Intuition of non-free homology groups?

Solution 1:

I think people should ignore all this nonsense about counting holes and just look at what actually happens in more examples.

In particular, your intuition about top homology having something to do with enclosing volumes is not quite correct. I interpret this to mean that you have in mind a manifold which is the boundary of another manifold (the same way that the sphere $S^n$ is the boundary of the disk $D^{n+1}$), and it's not true that a manifold has to be a boundary in order to have nonvanishing top homology. The simplest closed counterexample is $4$-dimensional: the complex projective plane $\mathbb{CP}^2$ is a $4$-manifold with $H_4 = \mathbb{Z}$, but it's known not to be the boundary of a $5$-manifold.

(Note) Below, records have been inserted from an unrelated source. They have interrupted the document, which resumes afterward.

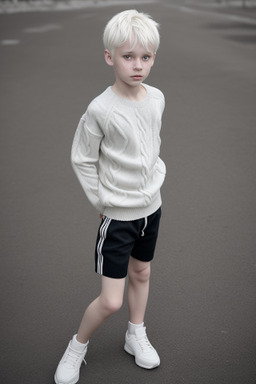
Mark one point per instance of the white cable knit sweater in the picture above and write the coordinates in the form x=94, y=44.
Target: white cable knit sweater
x=115, y=154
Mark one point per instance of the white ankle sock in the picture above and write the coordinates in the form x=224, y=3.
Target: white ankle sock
x=77, y=346
x=132, y=327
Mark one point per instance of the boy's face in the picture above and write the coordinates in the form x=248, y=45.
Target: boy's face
x=131, y=65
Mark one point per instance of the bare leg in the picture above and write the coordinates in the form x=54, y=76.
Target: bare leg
x=138, y=289
x=108, y=302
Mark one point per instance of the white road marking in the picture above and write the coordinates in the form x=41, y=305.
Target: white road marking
x=43, y=28
x=10, y=42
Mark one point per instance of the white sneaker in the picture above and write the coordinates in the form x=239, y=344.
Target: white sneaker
x=139, y=346
x=69, y=366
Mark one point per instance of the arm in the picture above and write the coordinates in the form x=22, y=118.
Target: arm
x=84, y=159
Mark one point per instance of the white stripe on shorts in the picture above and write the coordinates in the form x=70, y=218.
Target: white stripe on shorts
x=103, y=234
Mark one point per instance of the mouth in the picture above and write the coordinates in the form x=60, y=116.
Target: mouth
x=137, y=77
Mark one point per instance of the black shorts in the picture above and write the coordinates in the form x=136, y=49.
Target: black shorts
x=118, y=240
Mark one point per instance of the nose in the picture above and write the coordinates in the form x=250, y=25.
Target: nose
x=137, y=64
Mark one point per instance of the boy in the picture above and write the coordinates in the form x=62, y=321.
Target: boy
x=115, y=155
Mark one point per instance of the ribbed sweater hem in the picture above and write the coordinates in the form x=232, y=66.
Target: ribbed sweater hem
x=130, y=214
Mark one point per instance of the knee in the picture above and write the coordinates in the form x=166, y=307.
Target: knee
x=141, y=274
x=111, y=304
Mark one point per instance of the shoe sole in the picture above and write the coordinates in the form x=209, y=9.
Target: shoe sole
x=128, y=350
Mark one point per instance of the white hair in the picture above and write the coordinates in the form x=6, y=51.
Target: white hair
x=133, y=26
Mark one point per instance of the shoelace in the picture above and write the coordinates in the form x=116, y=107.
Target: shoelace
x=144, y=344
x=73, y=358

Whether top homology vanishes or not instead has to do with orientability.

It's possible to directly visualize the case of $\mathbb{RP}^2$, so let's do it. In this case $\pi_1 \cong H_1 \cong \mathbb{Z}_2$, so the goal is to visualize why there's some loop which isn't trivial but such that twice that loop is trivial. Visualize $\mathbb{RP}^2$ as a disk $D^2$, but where antipodal points on the boundary have been identified. We'll consider loops starting and ending at the origin.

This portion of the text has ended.